Monday, February 20, 2012

For Computers and Writing (Hypertext 3.0)

I am used to thinking of hypertext in the form of a hyperlink. Possibly because I took some web design courses and had to learn HTML, WYSIWYGs, etc. I tend to think of hypertext as code, and the links/images that it produces on the screen for you to click on. Again, I went searching for answers on YouTube. I easily identified with hypertext in this context:



I think this made the most sense, because it is a traditional view of what hypertext is. After thinking about the reading I think that this may be too narrow a definition for what hypertext really is. If hypertext "reconfigures text in a fundamental way not immediately suggested by the fact of linking", then what else can hypertext be (Landow 84)? The answer seems to be in the fact that hypertext is not just text but includes visual elements (hypermedia) that are not the same as hyperlinks.

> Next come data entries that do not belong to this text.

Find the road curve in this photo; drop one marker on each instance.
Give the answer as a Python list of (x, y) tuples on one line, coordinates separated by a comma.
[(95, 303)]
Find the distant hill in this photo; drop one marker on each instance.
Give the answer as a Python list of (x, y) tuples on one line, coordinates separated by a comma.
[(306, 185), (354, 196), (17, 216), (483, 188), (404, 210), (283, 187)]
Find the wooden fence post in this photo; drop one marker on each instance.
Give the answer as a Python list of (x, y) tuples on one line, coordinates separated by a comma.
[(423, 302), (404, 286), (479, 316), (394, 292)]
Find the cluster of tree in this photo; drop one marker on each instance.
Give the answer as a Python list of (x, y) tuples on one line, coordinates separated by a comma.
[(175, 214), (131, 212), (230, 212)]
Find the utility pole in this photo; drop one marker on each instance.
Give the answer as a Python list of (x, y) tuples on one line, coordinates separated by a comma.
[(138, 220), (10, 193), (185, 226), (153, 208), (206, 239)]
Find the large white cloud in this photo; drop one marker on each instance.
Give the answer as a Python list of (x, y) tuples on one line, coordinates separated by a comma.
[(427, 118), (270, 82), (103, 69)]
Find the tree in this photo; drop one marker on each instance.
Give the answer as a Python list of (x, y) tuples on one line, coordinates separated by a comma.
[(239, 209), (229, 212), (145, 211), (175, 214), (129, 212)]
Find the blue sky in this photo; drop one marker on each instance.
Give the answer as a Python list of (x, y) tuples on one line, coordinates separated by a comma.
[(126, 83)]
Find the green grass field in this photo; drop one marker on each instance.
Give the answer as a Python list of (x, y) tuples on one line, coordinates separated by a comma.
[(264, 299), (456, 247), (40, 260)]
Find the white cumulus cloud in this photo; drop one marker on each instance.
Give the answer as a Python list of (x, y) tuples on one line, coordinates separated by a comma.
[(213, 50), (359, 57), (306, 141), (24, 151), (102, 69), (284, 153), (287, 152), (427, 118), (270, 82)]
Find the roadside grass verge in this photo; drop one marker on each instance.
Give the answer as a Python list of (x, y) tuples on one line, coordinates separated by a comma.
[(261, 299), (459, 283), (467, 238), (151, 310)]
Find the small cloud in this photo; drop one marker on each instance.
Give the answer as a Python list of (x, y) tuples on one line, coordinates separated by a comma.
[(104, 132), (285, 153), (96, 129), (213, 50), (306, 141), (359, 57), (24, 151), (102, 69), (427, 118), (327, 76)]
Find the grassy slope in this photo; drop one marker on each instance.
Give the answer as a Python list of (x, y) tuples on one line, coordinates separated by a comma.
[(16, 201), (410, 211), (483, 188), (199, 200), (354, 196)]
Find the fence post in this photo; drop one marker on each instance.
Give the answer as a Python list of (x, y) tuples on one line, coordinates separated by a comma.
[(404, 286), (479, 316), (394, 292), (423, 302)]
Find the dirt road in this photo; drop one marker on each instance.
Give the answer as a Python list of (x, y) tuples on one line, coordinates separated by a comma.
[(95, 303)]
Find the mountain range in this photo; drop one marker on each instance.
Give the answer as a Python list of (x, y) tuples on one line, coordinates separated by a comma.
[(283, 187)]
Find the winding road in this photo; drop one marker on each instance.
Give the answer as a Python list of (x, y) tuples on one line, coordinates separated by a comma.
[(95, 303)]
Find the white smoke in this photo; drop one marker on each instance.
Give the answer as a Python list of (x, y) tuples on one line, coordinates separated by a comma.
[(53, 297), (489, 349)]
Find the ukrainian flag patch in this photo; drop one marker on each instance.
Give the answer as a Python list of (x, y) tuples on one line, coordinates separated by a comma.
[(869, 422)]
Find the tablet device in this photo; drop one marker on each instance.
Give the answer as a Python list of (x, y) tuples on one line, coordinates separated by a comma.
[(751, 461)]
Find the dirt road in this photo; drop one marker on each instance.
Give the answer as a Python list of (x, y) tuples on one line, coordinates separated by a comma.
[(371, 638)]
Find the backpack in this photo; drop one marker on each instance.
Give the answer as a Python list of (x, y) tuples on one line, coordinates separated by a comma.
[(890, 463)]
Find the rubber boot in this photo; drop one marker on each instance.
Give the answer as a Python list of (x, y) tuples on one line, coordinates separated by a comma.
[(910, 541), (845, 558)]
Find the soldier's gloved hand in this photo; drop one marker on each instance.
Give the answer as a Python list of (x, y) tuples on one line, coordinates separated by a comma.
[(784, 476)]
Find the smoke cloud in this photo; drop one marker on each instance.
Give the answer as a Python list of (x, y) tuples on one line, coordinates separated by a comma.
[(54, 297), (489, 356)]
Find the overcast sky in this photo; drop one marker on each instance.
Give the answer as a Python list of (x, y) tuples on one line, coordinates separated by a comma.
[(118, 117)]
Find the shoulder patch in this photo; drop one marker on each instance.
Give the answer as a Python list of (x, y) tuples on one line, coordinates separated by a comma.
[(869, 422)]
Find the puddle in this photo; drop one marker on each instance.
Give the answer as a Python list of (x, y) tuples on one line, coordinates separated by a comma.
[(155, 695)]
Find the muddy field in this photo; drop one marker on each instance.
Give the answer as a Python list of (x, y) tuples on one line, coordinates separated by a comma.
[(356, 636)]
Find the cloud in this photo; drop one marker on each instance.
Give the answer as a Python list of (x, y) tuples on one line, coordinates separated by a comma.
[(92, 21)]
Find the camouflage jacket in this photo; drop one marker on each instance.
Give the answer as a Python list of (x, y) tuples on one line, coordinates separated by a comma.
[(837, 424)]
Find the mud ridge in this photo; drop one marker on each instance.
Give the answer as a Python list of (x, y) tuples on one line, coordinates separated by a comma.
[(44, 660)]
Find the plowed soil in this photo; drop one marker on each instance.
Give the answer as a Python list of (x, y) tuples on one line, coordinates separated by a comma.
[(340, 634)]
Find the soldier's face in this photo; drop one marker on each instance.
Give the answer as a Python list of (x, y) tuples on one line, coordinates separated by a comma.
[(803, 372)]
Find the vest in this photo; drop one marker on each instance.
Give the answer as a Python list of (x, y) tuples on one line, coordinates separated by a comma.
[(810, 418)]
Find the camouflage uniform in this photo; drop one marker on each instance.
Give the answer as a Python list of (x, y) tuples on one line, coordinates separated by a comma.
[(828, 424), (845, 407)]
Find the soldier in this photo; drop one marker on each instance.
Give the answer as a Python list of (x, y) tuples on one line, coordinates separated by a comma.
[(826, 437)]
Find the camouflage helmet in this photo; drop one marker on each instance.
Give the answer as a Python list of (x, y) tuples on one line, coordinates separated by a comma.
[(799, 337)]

I found this video rather interesting in that she had a definition of hypermedia as an "extension of hypertext". The book links the two terms together, because to Landow "hypertext systems link together passages of verbal text with images as easily as they link two or more passages of text" and can be used interchangeably since "hypertext includes hypermedia" (84). I think Landow's view is interesting because when I think of how a print book includes pictures it doesn't suddenly stop being a book. Is it still hypertext if it includes images? I think so. The definition of hypertext is expanding beyond the hyperlink, to includes any method of interaction with a text.